[HBASE-11425] Cell/DBB end-to-end on the read-path - ASF JIRA

XML

Word

Printable

JSON

Details

Type: Umbrella
Status: Closed
Priority: Major
Resolution: Fixed
Affects Version/s: None
Fix Version/s: 2.0.0
Component/s: regionserver, Scanners
Labels:
None

Hadoop Flags:

Reviewed
Release Note:

Hide
For E2E off heaped read path, first of all there should be an off heap backed BucketCache(BC). Configure 'hbase.bucketcache.ioengine' to offheap in hbase-site.xml. Also specify the total capacity of the BC using hbase.bucketcache.size config. Please remember to adjust value of 'HBASE_OFFHEAPSIZE' in hbase-env.sh as per this capacity. Here-by we specify the max possible off-heap memory allocation for the RS java process. So this should be bigger than the off-heap BC size. Please keep in mind that there is no default for hbase.bucketcache.ioengine which means the BC is turned OFF by default.

Next thing to tune is the ByteBuffer pool in the RPC server side. The buffers from this pool will be used to accumulate the cell bytes and create a result cell block to send back to the client side. 'hbase.ipc.server.reservoir.enabled' can be used to turn this pool ON or OFF. By default this pool is ON and available. HBase will create off heap ByteBuffers and pool them. Please make sure not to turn this OFF if you want E2E off heaping in read path. If this pool is turned off, the server will create temp buffers on heap to accumulate the cell bytes and make a result cell block. This can impact the GC on a highly read loaded server. The user can tune this pool with respect to how many buffers are in the pool and what should be the size of each ByteBuffer.
Use the config 'hbase.ipc.server.reservoir.initial.buffer.size' to tune each of the buffer sizes. Defaults is 64 KB.

When the read pattern is a random row read and each of the rows are smaller in size compared to this 64 KB, try reducing this. When the result size is larger than one ByteBuffer size, the server will try to grab more than one buffer and make a result cell block out of these. When the pool is running out of buffers, the server will end up creating temporary on-heap buffers.

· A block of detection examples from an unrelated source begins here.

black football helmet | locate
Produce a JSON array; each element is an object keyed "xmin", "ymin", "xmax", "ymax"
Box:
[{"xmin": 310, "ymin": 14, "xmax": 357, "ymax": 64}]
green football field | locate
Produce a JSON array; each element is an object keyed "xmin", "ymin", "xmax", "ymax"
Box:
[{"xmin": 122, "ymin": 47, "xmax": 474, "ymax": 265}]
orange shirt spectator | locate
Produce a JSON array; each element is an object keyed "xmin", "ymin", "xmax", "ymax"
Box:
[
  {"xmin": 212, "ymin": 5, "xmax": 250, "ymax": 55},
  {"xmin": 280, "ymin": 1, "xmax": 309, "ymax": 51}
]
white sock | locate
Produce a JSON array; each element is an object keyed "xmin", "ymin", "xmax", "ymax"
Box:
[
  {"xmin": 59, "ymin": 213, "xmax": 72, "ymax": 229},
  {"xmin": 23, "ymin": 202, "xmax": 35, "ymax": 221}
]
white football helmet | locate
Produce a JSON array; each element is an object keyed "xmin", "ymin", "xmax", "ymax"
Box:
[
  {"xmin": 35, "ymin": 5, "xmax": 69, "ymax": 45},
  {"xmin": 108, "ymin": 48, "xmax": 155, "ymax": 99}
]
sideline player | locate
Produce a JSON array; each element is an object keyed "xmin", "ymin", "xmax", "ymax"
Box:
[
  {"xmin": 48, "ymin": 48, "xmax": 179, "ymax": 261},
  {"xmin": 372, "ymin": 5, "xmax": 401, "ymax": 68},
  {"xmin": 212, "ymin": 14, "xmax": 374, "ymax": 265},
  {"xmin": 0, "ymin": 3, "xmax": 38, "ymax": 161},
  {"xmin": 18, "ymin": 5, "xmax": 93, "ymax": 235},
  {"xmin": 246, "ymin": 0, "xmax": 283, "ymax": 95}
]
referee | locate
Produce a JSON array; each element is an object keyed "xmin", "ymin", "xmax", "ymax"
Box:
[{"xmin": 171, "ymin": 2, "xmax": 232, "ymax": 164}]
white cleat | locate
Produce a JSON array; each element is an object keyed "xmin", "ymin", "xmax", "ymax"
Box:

The maximum number of ByteBuffers in the pool can be tuned using the config 'hbase.ipc.server.reservoir.initial.max'. Its value defaults to 64 * region server handlers configured (See the config 'hbase.regionserver.handler.count'). The math is such that by default we consider 2 MB as the result cell block size per read result and each handler will be handling a read. For 2 MB size, we need 32 buffers each of size 64 KB (See default buffer size in pool). So per handler 32 ByteBuffers(BB). We allocate twice this size as the max BBs count such that one handler can be creating the response and handing it to the RPC Responder thread and then handling a new request creating a new response cell block (using pooled buffers). Even if the responder could not send back the first TCP reply immediately, our count should allow that we should still have enough buffers in our pool without having to make temporary buffers on the heap. Again for smaller sized random row reads, tune this max count. There are lazily created buffers and the count is the max count to be pooled.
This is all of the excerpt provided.